4. Add plot aesthetics to make the plot more visually appealing.

Finally, this code generates the final plot of the ridership of the different metro lines in México City. It uses the custom function my_geom_and_text() that creates a segment of the line and adds the stations and their names. The function is called for each of the twelve metro lines in the dataset, with different parameters that specify the line number, color, position within the plot, and number of stations. The scale_size() function is used to set the size of the stations according to their ridership.

The rest is just the theme() function to customize the appearance of the plot.

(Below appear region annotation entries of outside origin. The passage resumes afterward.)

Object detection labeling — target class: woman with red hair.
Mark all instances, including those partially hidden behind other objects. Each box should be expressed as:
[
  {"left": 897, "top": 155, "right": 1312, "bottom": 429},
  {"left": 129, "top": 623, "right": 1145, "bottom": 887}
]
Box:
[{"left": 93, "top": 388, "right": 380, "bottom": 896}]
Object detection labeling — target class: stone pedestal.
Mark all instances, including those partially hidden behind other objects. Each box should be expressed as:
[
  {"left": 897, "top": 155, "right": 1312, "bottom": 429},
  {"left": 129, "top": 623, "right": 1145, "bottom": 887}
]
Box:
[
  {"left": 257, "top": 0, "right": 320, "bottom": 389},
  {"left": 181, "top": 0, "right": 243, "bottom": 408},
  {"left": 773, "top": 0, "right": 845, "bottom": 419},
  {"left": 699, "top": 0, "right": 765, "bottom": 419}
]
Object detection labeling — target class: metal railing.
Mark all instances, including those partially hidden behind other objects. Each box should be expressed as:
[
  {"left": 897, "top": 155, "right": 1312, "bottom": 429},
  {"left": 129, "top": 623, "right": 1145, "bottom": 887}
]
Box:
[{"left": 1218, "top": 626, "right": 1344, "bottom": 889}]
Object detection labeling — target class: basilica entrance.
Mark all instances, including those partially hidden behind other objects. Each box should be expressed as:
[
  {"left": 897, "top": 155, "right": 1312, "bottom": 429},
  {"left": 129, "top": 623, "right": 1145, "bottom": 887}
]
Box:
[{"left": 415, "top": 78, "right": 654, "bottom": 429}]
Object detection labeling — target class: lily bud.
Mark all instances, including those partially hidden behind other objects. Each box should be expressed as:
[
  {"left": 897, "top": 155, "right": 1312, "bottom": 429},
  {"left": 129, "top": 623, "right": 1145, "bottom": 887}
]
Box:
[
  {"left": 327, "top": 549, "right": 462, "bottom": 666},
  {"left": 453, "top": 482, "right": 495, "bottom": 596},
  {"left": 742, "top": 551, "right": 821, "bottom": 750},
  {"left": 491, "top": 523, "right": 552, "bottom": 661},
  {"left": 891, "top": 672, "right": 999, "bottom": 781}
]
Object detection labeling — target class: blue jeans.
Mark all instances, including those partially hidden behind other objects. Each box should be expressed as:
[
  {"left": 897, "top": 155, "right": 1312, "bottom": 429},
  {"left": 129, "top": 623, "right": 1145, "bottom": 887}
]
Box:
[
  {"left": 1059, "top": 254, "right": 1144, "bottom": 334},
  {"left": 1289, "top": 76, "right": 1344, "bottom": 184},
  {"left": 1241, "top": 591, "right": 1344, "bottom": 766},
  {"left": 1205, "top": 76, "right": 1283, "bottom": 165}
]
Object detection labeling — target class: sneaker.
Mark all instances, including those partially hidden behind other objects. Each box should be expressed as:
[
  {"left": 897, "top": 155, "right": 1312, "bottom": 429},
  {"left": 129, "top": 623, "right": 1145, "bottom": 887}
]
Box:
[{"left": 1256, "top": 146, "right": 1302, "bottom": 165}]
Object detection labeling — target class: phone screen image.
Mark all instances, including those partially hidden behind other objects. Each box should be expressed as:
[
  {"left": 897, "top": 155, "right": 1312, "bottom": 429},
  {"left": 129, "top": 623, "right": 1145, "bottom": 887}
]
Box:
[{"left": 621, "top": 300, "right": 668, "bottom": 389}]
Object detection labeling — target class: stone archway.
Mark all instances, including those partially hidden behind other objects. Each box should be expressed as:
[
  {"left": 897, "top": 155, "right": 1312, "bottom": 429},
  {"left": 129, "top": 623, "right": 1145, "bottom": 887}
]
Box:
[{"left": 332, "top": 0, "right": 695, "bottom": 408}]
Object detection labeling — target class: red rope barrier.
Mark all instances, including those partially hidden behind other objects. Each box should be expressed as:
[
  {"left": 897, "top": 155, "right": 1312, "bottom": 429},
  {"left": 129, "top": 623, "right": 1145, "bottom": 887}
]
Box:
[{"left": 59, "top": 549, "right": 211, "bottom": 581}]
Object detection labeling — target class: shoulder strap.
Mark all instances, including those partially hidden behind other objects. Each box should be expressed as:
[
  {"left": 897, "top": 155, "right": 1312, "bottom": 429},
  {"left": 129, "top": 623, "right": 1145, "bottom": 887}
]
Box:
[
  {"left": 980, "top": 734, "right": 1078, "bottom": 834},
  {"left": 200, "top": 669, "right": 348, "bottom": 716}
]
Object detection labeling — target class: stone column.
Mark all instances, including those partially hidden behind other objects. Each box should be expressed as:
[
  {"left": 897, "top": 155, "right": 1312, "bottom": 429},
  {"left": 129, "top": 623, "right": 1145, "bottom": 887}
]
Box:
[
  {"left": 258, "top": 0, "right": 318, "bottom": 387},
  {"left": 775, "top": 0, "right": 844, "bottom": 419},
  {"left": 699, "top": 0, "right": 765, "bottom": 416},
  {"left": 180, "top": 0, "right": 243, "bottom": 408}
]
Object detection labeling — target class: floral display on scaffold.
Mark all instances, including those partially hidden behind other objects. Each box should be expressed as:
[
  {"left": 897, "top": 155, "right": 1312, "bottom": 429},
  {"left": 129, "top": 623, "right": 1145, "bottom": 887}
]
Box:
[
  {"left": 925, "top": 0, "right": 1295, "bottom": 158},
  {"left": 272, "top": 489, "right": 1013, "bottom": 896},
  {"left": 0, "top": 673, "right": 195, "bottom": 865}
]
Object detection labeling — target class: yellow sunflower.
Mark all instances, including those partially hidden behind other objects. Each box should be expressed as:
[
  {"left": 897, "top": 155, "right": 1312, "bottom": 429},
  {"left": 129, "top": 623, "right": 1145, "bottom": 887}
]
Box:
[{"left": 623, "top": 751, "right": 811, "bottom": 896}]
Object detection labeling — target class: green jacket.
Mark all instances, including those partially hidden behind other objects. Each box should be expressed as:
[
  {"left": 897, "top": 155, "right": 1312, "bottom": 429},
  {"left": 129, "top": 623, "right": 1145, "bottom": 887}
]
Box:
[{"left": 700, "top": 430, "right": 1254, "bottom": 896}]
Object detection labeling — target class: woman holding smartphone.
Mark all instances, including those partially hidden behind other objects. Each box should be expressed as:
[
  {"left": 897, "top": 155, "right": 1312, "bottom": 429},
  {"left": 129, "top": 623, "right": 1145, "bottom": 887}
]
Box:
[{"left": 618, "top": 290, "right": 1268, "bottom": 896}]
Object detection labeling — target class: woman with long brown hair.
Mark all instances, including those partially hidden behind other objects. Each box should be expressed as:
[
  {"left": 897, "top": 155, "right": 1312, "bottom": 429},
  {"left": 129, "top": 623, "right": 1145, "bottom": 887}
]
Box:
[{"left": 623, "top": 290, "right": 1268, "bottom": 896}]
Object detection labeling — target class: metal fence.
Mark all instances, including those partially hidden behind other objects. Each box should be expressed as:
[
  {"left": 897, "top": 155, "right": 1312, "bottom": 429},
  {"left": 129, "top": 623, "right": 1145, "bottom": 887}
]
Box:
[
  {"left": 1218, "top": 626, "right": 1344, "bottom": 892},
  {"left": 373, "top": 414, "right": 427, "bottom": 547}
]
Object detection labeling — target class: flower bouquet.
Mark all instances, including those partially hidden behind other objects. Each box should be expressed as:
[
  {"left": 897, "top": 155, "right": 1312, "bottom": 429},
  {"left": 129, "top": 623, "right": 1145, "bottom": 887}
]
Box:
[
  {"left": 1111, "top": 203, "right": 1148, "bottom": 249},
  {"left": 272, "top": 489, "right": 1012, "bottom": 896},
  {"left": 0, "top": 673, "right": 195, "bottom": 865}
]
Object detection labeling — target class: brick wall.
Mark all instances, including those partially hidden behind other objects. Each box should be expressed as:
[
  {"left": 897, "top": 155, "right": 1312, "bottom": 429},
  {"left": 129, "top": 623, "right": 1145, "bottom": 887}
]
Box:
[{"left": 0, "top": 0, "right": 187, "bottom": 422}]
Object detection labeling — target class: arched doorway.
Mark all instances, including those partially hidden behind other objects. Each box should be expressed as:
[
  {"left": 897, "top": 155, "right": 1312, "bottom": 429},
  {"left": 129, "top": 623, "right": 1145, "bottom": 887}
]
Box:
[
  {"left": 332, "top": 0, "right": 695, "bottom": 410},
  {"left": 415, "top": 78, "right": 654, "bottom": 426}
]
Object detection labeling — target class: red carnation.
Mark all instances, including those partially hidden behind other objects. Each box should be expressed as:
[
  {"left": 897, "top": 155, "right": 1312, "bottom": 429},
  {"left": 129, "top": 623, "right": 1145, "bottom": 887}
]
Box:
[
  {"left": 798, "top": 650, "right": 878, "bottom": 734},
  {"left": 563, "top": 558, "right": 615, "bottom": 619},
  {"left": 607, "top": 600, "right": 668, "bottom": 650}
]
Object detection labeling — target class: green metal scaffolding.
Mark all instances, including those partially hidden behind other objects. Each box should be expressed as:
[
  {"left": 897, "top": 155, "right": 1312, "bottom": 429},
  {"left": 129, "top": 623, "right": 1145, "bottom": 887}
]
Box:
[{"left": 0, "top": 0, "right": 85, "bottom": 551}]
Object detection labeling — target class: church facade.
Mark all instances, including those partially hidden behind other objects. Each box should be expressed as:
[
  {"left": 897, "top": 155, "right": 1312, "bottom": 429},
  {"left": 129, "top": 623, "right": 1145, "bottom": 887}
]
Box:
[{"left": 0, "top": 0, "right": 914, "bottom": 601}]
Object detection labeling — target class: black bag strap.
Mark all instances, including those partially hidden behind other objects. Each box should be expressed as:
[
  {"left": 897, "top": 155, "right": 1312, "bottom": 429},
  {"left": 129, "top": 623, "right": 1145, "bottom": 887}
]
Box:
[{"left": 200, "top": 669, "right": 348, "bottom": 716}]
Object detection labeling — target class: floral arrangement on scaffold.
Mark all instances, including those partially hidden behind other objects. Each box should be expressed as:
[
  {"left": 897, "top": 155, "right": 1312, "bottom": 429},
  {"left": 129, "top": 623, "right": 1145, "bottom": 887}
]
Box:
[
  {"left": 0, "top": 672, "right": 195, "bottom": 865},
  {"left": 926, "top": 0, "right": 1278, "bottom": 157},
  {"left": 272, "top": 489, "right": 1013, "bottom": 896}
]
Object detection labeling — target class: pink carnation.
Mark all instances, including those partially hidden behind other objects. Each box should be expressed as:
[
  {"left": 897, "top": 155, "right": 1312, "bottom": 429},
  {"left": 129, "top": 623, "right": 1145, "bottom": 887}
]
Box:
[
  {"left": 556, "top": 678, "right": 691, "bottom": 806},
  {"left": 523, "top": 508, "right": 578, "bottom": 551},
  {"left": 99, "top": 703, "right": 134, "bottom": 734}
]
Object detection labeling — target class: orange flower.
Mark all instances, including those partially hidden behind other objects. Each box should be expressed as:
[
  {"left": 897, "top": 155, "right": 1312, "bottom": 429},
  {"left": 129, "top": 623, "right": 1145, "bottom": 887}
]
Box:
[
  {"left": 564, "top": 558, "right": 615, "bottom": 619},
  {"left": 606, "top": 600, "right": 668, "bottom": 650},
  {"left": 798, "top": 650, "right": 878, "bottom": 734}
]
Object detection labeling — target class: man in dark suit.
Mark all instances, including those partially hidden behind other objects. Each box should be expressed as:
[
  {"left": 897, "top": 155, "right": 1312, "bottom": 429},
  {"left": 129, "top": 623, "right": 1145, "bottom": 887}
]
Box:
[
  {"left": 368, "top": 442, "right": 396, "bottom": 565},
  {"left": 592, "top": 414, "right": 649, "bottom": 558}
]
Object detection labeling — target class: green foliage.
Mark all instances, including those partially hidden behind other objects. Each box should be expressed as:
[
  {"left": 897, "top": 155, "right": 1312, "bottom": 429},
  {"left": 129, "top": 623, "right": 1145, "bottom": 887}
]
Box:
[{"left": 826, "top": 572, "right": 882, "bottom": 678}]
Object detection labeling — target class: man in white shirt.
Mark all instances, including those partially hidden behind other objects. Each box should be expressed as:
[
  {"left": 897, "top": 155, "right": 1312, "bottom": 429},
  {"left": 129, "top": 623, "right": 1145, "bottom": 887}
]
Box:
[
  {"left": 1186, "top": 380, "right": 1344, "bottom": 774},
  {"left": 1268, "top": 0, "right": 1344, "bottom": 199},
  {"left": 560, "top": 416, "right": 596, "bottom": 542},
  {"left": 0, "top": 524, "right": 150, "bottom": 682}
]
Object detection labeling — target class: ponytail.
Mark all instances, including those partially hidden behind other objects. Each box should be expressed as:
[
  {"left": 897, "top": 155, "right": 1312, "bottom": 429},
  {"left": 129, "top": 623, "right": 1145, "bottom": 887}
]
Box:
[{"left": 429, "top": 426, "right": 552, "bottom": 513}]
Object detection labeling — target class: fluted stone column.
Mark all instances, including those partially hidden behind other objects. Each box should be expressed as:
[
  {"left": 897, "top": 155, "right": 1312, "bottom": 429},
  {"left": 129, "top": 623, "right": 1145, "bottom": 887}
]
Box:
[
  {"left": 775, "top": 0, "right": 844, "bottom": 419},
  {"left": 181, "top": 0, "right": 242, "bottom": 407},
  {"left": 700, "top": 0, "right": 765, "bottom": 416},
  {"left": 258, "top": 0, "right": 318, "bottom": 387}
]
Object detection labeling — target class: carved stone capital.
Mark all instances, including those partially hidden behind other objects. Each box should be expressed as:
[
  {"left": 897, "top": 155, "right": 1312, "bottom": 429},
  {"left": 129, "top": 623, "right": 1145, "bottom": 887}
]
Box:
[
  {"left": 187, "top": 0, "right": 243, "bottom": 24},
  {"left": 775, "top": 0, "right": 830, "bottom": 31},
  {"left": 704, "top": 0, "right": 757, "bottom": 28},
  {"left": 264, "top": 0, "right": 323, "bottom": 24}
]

p <-  afluencia_lineas_orden %>% 
  ggplot() +
  my_geom_and_text(lineas = linea2_order,color = "#0b5b9d",
                   line_position = 2, n_stations = 24)+
  my_geom_and_text(lineas = linea1_order, color = "#e74a8e",
                   line_position = 1, n_stations = 20)+
  my_geom_and_text(lineas = linea3_order, color = "#b59b28",
                   line_position = 3, n_stations = 21)+
  my_geom_and_text(lineas = linea4_order, color = "#6fbab1",
                   line_position = 4, n_stations = 10)+
  my_geom_and_text(lineas = linea5_order, color = "#fcd030",
                   line_position = 5, n_stations = 13)+
  my_geom_and_text(lineas = linea6_order, color = "#d81c22",
                   line_position = 6, n_stations = 11)+
  my_geom_and_text(lineas = linea7_order, color = "#e77022",
                   line_position = 7, n_stations = 14)+
  my_geom_and_text(lineas = linea8_order, color = "#128c41",
                   line_position = 8, n_stations = 19)+
  my_geom_and_text(lineas = linea9_order, color = "#5a352f",
                   line_position = 9, n_stations = 12)+
  my_geom_and_text(lineas = lineaA_order, color = "#9d2180",
                   line_position = 10, n_stations = 10)+
  my_geom_and_text(lineas = lineaB_order, color = "#bbb9b8",
                   line_position = 11, n_stations = 21)+
  my_geom_and_text(lineas = linea12_order, color = "#c3995a",
                   line_position = 12, n_stations = 20)+
  scale_size(range = c(1, 20))+
  labs(title = "México City  Metro Stations Ridership",
       x = "",
       y = "",
       caption = "Dataviz: antonioalegria.io | @elmedicobrujo
        Data: datos.cdmx.gob.mx | Metro CDMX: 2010-2022")+
  theme(axis.line.y = element_blank(),
        axis.text.y = element_blank(),
        axis.text.x = element_text(size = 28,
                                   color = "#f1f1f1"),
        plot.margin = margin(7,7,5,7, "cm"),
        plot.title = element_text(hjust = 0.7, size = 110,
                                  color = "#f1f1f1",
                                  family = "Avenir Next Condensed",
                                  face = "bold",
                                  margin = margin(1,1,4,1, "cm")
                                  ),
        plot.caption = element_text(color = "#f1f1f1",
                                    size = 22, 
                                    margin = margin(3,1,-1,1, "cm")),
        text = element_text(family = "Roboto", 
                            face = "bold",
                            color = "#f1f1f1")
        )

 ggsave("stations_final_final_ver_12.png",
        plot = p,
        width = 1200,
        height = 1200,
        units = "px",
        scale = 10,
        dpi = 400,
        bg = "#222222"
        )


Note: Logos and legend were added in figma.


What’s Next?

In a future tutorial, we will provide a step-by-step guide on how to create a ridership map similar to this one. Essentially, we will be following the same steps as outlined above, and you will learn how to transform a .shp file into an sf object.